The ruling builds on earlier decisions that held that free-speech rights granted to California citizens in the state constitution are broader than those in the U.S. Constitution. The ruling stated shopping malls essentially are public places that have replaced “Main Street” and the public square as gathering places.
Recent case: The Fashion Valley Mall, a privately owned San Diego shopping center, had a rule that prohibited “urging, or encouraging in any manner, customers not to purchase the merchandise or services offered by any one or more of the stores or merchants in the shopping center.” In other words, the mall didn’t want union or citizen activists to use mall space to harm the commercial interests of the merchants who paid rent at the center.

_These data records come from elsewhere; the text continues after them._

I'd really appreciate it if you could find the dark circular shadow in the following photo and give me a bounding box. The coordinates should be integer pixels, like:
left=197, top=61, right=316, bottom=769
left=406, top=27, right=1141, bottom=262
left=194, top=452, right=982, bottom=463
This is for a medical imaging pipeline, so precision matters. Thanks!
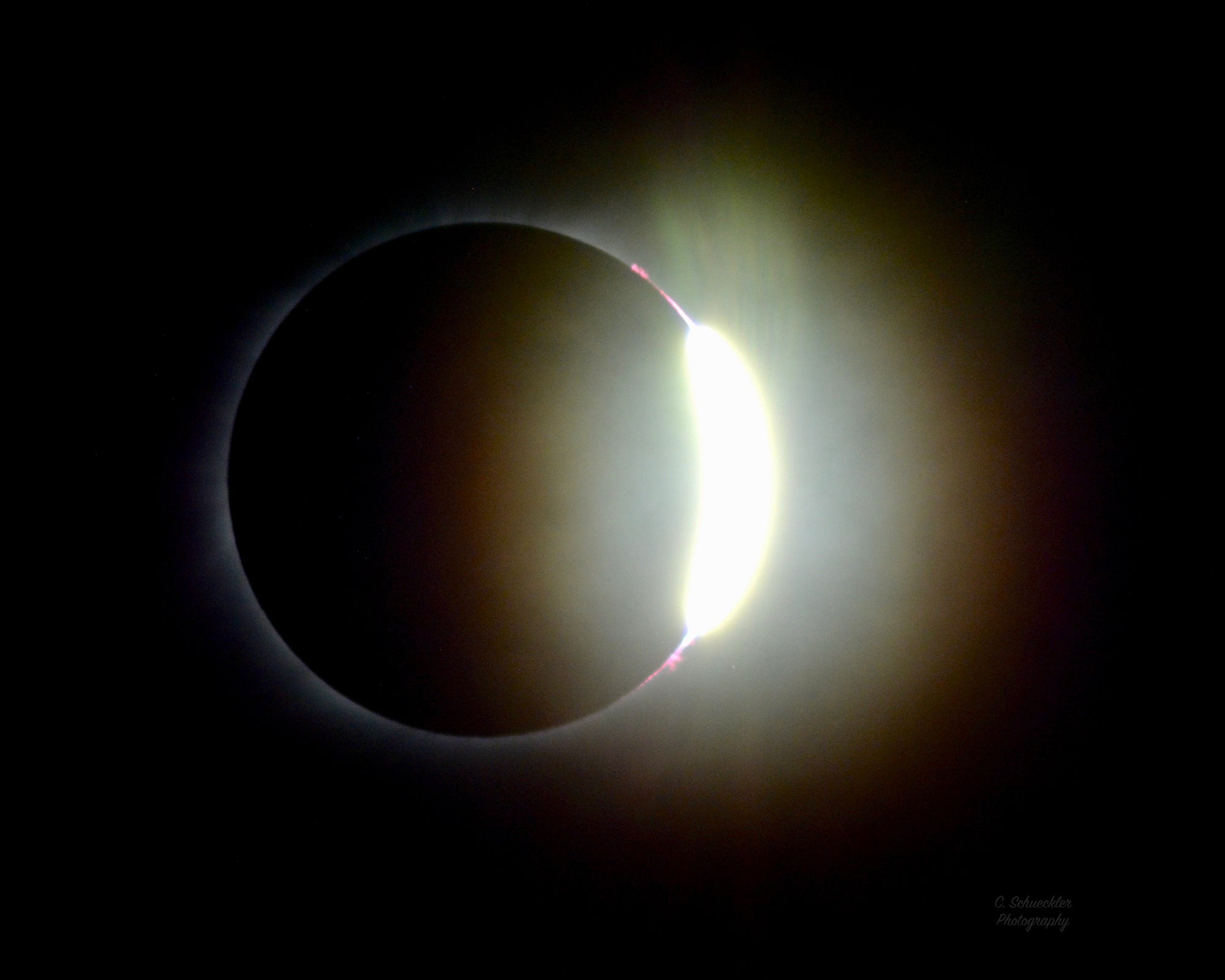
left=229, top=224, right=697, bottom=735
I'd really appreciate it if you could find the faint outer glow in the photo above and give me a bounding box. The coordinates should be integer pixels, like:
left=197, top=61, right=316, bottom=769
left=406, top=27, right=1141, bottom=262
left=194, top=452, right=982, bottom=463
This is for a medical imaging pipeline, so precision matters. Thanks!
left=685, top=323, right=774, bottom=637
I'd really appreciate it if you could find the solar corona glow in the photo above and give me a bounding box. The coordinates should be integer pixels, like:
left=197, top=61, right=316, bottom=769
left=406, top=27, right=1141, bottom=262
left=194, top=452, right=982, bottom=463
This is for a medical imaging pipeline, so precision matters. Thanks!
left=632, top=265, right=774, bottom=684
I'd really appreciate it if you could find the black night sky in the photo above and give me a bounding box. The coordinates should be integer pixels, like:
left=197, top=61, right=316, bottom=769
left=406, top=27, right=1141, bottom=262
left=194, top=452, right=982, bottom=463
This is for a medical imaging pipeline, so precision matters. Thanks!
left=98, top=28, right=1144, bottom=959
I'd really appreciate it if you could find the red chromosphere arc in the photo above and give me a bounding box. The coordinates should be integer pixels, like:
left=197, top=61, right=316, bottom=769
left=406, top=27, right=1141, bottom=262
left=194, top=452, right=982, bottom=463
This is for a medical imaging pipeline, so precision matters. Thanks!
left=630, top=262, right=697, bottom=690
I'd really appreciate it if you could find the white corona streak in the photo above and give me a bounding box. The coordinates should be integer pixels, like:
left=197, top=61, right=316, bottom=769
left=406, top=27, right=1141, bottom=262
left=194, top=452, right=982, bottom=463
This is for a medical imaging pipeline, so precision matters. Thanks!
left=685, top=326, right=774, bottom=637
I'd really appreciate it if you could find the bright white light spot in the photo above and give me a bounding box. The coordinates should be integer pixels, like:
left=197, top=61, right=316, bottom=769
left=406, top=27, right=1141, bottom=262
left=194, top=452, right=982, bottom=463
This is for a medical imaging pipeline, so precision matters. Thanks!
left=685, top=325, right=774, bottom=637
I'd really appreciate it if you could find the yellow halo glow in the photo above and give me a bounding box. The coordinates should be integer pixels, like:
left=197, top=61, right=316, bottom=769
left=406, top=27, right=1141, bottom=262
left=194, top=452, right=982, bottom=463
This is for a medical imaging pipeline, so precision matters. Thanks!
left=685, top=325, right=774, bottom=637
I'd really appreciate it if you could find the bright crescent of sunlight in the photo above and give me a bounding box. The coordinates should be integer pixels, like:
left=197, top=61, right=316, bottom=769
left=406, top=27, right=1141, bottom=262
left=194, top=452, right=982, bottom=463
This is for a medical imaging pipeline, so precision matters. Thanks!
left=685, top=325, right=774, bottom=637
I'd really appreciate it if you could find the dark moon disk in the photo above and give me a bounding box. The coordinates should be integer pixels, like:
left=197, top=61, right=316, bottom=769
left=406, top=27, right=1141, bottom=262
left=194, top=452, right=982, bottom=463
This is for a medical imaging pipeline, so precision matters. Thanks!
left=229, top=224, right=697, bottom=735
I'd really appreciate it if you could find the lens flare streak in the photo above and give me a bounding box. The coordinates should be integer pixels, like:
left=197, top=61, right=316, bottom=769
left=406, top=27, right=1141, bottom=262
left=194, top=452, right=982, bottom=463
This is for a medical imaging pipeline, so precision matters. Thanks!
left=631, top=265, right=774, bottom=687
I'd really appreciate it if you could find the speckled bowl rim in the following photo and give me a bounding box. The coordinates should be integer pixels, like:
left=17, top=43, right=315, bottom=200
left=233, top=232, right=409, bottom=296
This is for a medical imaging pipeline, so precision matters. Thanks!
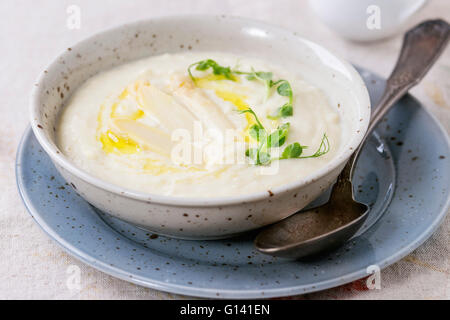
left=30, top=15, right=371, bottom=207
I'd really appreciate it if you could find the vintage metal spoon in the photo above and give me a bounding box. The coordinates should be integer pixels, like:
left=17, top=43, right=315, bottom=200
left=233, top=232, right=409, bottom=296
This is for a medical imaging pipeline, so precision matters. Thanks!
left=255, top=20, right=450, bottom=259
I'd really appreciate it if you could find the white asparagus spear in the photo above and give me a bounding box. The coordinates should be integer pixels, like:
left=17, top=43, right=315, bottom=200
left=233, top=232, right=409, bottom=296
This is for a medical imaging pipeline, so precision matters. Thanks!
left=111, top=119, right=174, bottom=157
left=172, top=77, right=235, bottom=134
left=138, top=84, right=196, bottom=135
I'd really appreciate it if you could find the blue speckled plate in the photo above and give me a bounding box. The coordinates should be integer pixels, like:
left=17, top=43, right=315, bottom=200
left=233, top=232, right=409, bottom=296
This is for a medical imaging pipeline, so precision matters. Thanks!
left=16, top=70, right=450, bottom=298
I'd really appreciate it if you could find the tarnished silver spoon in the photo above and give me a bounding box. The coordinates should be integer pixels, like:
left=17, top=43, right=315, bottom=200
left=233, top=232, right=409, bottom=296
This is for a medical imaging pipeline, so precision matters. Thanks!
left=255, top=20, right=450, bottom=259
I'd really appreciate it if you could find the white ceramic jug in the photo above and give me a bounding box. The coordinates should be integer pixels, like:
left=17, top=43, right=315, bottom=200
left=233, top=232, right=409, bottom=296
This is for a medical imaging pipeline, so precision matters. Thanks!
left=309, top=0, right=427, bottom=41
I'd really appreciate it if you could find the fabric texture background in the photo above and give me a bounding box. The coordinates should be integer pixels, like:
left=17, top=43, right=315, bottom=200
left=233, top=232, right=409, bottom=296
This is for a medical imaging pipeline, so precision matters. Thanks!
left=0, top=0, right=450, bottom=299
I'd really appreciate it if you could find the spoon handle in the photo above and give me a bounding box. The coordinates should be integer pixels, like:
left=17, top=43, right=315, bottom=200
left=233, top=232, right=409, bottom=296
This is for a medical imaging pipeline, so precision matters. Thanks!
left=337, top=19, right=450, bottom=185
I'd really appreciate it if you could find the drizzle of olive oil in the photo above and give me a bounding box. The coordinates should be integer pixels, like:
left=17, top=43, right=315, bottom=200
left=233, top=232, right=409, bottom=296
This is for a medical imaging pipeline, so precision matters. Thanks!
left=99, top=130, right=141, bottom=154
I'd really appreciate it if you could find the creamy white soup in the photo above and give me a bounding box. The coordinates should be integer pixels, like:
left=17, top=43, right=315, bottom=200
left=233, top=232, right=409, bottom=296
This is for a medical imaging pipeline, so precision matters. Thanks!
left=57, top=52, right=341, bottom=197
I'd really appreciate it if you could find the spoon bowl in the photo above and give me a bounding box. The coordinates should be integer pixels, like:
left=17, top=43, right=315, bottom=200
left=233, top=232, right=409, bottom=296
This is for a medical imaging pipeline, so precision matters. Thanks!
left=254, top=19, right=450, bottom=259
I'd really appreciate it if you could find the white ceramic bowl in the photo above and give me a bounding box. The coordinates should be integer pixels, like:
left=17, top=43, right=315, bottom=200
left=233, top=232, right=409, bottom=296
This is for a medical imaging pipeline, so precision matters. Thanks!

When members of the Graphic Communications International Union showed up to urge shoppers to boycott some of the merchants, the mall told them to leave, citing the rule. The union, through the National Labor Relations Board, sued.
But the California Supreme Court said the mall went too far by trying to regulate the content of speech—in this case, by banning the talk of a boycott. The mall was free to set reasonable limits about the time, place and manner of the speech, but couldn’t ban it entirely. (Fashion Valley Mall, LLC v. National Labor Relations Board, No. S144753, Supreme Court of California, 2007)
Final note: Do you have a similar rule in place for customers or employees? It’s likely that quashing employee talk violates their labor organizing rights under the National Labor Relations Act and other discrimination laws. Your rule also might open you up to a separate lawsuit from “customers.” Check with your attorney to ensure your nonsolicitation rules are legal.